Hill's voice has not been muted by her move to The Undefeated. In her column about the NFL's newly announced policy on players protesting the national anthem, she wrote: "It's no secret that the league was motivated to come up with this not-so-genius strategy because it's scared of President Donald Trump and worried about alienating corporate partners and a subset of its fans."

"The NFL is going to face a very unintended consequence," she says. "Towards the end of the season, there were not a lot of players kneeling. … Now they come with this heavy-handed policy that basically dares players to protest. … Players feel like they're being personally challenged. They feel like they need to do it to fight for their right to express themselves. The NFL picked a fight and they didn't have to."

Eagles safety Malcolm Jenkins' comments this week underscored Hill's point: "Guys get upset when you try to tell them what they can and can't do. The same way the entire league got sparked last year when [President] Trump made his comments," criticizing player protesters. "We went from, like, nine guys [protesting] to over 200."
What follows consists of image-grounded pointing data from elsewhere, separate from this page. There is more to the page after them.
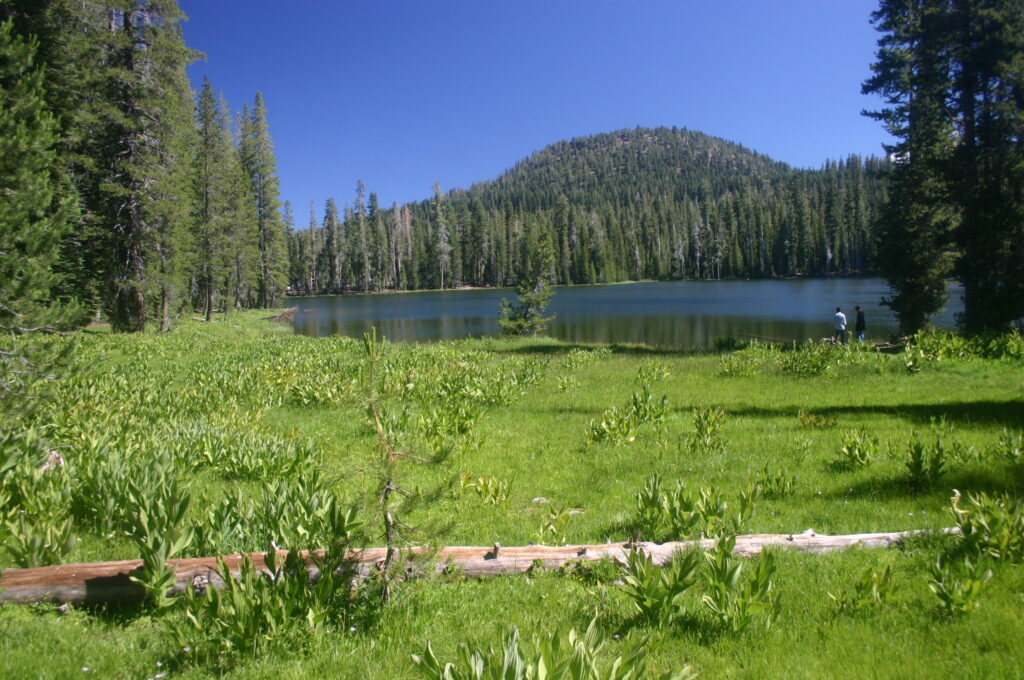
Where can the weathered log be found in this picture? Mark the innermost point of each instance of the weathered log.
(110, 582)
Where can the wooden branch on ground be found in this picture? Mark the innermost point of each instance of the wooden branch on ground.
(109, 582)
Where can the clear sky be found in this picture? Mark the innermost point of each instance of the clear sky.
(402, 93)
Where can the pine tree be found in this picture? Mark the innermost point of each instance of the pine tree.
(261, 166)
(987, 99)
(34, 216)
(915, 225)
(145, 55)
(171, 209)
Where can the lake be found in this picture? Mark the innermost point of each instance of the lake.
(685, 314)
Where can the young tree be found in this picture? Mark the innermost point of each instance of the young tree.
(534, 292)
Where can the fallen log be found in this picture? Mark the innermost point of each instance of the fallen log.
(97, 583)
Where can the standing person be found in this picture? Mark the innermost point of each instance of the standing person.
(839, 324)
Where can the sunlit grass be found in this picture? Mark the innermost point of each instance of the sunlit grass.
(240, 375)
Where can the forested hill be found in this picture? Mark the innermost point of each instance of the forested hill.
(614, 167)
(660, 204)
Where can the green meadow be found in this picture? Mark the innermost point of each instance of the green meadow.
(226, 436)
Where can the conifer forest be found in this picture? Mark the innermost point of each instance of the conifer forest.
(190, 487)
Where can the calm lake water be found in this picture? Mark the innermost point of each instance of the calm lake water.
(685, 314)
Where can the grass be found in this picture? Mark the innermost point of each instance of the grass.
(242, 375)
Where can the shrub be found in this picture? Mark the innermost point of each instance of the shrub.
(871, 589)
(958, 585)
(735, 603)
(989, 526)
(551, 657)
(925, 465)
(657, 592)
(859, 450)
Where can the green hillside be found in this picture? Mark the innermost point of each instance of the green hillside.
(662, 204)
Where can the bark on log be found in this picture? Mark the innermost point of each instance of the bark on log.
(109, 582)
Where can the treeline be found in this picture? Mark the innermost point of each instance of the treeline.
(951, 73)
(151, 201)
(662, 204)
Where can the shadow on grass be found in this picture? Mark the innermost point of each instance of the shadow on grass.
(975, 481)
(1008, 414)
(554, 348)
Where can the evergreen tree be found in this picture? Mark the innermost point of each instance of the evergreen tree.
(915, 227)
(532, 294)
(34, 216)
(145, 55)
(171, 207)
(987, 99)
(261, 166)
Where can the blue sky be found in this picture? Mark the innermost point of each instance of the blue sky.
(402, 93)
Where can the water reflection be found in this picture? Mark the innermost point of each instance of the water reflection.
(683, 314)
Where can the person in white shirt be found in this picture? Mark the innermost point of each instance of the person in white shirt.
(839, 324)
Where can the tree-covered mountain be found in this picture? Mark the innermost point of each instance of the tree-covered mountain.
(660, 204)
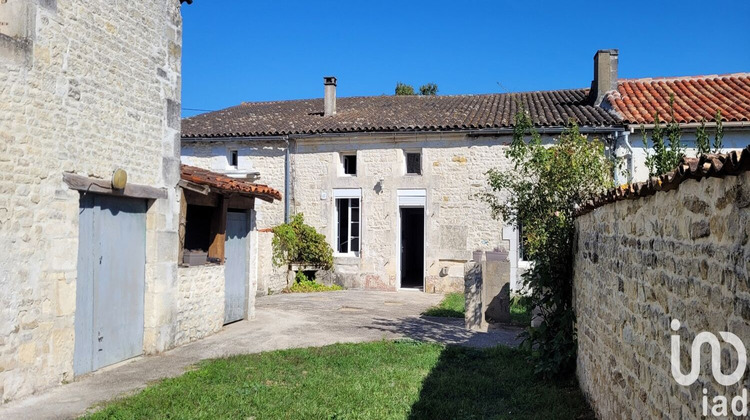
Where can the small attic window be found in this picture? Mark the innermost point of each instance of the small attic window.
(349, 161)
(234, 158)
(414, 163)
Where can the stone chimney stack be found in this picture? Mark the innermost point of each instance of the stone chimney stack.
(330, 96)
(605, 74)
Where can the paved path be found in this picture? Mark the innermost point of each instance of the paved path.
(282, 321)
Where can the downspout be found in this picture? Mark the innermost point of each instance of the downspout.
(631, 158)
(287, 181)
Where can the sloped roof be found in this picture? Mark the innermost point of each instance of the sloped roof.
(224, 183)
(696, 98)
(706, 166)
(399, 113)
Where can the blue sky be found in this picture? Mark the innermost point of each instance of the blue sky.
(247, 50)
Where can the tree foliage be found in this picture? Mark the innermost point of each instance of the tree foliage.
(298, 243)
(429, 89)
(542, 192)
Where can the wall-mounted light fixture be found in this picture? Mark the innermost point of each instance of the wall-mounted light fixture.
(119, 179)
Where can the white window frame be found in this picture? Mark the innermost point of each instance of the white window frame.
(341, 164)
(407, 152)
(346, 194)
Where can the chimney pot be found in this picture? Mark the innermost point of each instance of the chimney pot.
(329, 100)
(605, 74)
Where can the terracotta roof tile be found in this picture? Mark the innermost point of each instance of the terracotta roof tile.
(226, 184)
(696, 98)
(707, 166)
(399, 113)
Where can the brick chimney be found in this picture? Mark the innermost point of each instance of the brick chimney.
(605, 75)
(329, 82)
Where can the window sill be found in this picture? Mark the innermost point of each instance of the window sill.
(348, 255)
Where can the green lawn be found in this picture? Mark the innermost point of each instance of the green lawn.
(380, 380)
(453, 305)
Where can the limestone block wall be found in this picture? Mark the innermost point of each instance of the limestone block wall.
(86, 87)
(639, 264)
(453, 173)
(267, 159)
(200, 302)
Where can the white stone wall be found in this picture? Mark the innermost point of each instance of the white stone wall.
(92, 86)
(639, 264)
(453, 173)
(255, 156)
(200, 302)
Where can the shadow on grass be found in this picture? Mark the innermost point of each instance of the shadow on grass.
(493, 383)
(447, 331)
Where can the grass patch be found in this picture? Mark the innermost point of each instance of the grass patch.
(380, 380)
(453, 306)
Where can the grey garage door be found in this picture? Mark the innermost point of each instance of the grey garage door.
(236, 266)
(111, 281)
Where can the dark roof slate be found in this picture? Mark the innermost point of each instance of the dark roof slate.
(226, 184)
(399, 113)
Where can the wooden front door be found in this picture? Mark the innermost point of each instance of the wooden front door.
(236, 266)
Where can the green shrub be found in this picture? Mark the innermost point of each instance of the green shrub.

In L.A. this week, Hill woke up one morning to texts telling her she was trending on Twitter. "I'm not dead, right?," she asked herself.

After Hill was interviewed on Tuesday, the story was published in The Ringer about Philadelphia 76ers general manager Bryan Colangelo possibly operating several burner Twitter accounts that he might have used to criticize his own players and colleagues.

Hill gave her hot take via email the next day. The scandal could hurt the Sixers' chances of acquiring James in free agency. "There is no way that the Sixers get LeBron with Colangelo there, because not only did he backstab his own players, but he threw shots at two of [James'] closest friends in Dwyane Wade & Gabrielle Union," who were criticized on one of the burner accounts for acting rude to fans at the 2008 Beijing Olympics. Union was not even there.

"If Bryan Colangelo is really behind these secret accounts, then he should be thoroughly embarrassed. I don't see how he can maintain his position with Philly because what player would ever trust him? What team could ever trust him?"